Japanese Patent Application Laid-open Publication No. 2002-87841 discloses a SiO2—TiO2—Nb2O5—Na2O glass as a precision press forming material. Since this glass fails to satisfy either of refractive index (nd), Abbe number (νd) and mean coefficient of linear thermal expansion (α) which are required today, it is not suitable for a highly refractive optical lens for press forming.
Japanese Patent Application Laid-open Publication No. 2000-016830 discloses an optical glass having a low transformation temperature (Tg). Since, however, this optical glass has a large Abbe number (νd), i.e., low dispersion) or a low refractive index (nd), the optical constants of this optical glass are outside of the optical constants required for an optical glass for mold pressing which is the object of the present invention.
Japanese Patent Application Laid-open Publication No. 2000-344542, No. Sho 61-168551, No. Sho 54-161619, No. Sho 54-161620, No. Sho 49-087716, and No.
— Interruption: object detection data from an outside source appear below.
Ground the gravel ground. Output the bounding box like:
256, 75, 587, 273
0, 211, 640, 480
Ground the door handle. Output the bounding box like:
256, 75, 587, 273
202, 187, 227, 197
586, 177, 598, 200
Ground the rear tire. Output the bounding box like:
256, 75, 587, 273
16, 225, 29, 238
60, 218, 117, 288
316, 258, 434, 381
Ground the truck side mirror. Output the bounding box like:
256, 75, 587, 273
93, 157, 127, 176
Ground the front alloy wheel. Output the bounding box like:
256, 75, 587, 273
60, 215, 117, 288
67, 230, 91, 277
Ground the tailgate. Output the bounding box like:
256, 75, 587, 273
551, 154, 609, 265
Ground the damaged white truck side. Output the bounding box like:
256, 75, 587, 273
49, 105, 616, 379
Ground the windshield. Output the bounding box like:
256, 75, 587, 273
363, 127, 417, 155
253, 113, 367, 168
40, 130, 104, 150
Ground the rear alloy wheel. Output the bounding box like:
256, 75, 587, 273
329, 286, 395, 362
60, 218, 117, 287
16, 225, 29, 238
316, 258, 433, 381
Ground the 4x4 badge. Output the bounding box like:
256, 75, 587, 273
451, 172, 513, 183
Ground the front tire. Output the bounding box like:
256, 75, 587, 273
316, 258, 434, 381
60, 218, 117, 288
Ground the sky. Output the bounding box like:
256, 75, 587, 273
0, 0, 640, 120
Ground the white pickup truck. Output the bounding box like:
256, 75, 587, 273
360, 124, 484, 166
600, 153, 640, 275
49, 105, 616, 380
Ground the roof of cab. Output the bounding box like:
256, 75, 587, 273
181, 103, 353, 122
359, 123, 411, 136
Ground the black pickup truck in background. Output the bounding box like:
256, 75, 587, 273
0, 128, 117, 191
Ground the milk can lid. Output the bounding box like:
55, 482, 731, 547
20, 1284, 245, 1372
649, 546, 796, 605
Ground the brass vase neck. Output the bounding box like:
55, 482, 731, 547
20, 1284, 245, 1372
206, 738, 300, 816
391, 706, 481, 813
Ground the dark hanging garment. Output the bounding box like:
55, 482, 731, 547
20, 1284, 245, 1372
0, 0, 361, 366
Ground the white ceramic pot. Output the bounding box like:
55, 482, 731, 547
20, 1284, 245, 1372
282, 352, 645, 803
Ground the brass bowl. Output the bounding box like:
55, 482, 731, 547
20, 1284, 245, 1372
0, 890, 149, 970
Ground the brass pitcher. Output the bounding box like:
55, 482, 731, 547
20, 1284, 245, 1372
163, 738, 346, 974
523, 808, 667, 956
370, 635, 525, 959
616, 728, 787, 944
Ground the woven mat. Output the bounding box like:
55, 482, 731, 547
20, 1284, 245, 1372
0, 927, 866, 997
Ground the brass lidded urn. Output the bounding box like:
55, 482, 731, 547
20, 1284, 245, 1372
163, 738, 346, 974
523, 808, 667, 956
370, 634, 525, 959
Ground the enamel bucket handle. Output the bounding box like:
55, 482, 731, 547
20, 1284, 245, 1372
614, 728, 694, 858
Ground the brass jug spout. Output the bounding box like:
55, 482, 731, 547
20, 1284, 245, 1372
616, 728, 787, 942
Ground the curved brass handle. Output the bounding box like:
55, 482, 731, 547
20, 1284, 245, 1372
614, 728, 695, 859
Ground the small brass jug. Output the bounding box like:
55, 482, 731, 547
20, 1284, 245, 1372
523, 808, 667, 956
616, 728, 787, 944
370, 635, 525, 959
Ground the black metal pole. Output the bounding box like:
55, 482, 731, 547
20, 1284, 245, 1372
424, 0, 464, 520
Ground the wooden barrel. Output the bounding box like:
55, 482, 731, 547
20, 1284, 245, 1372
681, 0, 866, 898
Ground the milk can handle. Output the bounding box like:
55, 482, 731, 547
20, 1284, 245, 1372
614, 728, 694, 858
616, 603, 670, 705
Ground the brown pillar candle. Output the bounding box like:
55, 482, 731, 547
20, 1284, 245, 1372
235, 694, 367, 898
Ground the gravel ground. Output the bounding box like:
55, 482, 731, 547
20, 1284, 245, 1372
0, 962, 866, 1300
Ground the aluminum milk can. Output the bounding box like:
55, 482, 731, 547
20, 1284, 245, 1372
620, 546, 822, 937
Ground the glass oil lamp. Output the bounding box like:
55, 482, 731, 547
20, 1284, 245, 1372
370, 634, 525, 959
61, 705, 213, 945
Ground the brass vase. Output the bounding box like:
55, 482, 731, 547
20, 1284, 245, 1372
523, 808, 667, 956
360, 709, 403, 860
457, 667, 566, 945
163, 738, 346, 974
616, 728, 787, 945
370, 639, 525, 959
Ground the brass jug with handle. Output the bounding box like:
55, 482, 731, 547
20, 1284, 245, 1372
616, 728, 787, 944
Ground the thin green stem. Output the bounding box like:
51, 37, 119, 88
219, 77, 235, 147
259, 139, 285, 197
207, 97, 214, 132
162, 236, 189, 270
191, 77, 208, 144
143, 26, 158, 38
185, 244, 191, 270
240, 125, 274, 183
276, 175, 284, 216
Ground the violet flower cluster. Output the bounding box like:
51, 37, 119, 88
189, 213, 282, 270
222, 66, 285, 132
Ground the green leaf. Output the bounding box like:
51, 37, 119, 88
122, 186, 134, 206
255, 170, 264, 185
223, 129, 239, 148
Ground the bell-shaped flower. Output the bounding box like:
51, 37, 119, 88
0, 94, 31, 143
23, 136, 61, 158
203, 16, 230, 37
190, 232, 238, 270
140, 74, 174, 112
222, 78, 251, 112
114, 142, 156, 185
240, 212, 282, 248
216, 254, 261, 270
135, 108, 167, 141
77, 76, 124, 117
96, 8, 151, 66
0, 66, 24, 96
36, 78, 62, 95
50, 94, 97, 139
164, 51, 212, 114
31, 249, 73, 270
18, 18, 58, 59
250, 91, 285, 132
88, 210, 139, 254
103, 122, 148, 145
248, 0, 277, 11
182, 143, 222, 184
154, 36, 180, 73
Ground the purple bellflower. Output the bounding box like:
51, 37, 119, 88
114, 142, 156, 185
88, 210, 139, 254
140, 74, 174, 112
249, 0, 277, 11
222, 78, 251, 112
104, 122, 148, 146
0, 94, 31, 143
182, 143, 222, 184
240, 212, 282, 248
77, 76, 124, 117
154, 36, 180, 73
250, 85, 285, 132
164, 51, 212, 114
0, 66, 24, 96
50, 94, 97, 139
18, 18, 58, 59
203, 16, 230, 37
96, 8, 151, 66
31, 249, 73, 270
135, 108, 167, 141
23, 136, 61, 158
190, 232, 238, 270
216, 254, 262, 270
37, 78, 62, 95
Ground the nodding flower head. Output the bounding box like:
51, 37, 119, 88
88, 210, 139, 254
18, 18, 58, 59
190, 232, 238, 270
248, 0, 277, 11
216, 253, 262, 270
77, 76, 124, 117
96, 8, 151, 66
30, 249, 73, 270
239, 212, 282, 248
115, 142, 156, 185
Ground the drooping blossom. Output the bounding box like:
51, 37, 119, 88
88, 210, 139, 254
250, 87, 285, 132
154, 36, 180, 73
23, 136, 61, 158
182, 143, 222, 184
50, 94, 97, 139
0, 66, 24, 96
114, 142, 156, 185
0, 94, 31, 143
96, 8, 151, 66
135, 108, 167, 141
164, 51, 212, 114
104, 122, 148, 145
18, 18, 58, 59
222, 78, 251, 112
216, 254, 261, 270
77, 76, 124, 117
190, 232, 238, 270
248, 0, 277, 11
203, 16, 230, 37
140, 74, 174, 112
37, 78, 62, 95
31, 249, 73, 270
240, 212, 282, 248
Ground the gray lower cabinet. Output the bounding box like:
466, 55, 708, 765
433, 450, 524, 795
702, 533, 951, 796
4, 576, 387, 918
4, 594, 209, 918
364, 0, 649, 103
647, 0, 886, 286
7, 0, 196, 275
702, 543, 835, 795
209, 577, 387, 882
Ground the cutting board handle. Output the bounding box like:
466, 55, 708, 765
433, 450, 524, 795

Sho 58-125636 disclose highly refractive glasses for spectacles which have an mean coefficient of linear thermal expansion (α) below 100 {10−7° C.−1}. These glasses, however, have a larger Abbe number (νd) or a lower refractive index (nd) than that of the present invention and, therefore, the optical constants of these glasses are outside of those of an optical glass for mold pressing which is the object of the present invention.
It is an object of the present invention to provide an optical glass for mold pressing which has the above described desired optical constants, a low transformation temperature (Tg) and high resistance to thermal shock.
Thermal stress (σ) can generally be predicted by the following formulaσ=λ·E·α·ΔT/(1−ν)  (A)
where λ represents a constant relating to the shape and heat transfer speed, E Young's modulus, α mean coefficient of linear thermal expansion, ΔT temperature difference and ν Possion's ratio.
For reducing thermal stress σ which is represented by the formula (A), it is conceivable, for example, to reduce ΔT. For avoiding abrupt heating and cooling in press forming, it is conceivable to provide a preliminary furnace in a stage before or after the forming process thereby to mitigate abrupt temperature change (ΔT) in the process of rising and falling of temperature. Since, however, this method causes a preform to stay for a long period of time in the preliminary furnace and the forming process which constitute a high temperature condition for a glass, there is high possibility that fine crystals grow in the glass, i.e., devitrificatin takes place. Besides, the provision of one or more preliminary furnaces makes the facility more complicated and prolongs cycle time required for producing a single product with resulting increase in the production cost. Accordingly, there is a limit in the method of reducing the temperature change ΔT in the press forming.
Among the parameters of the above formula (A), values which depend largely on the glass composition are Young's modulus (E), mean coefficient of linear thermal expansion (α) and Poisson's ratio (ν). It is, therefore, important for an optical glass for mold pressing having high resistance to thermal shock to obtain a material which has small values of Young's modulus (E) and mean coefficient of linear thermal expansion (α).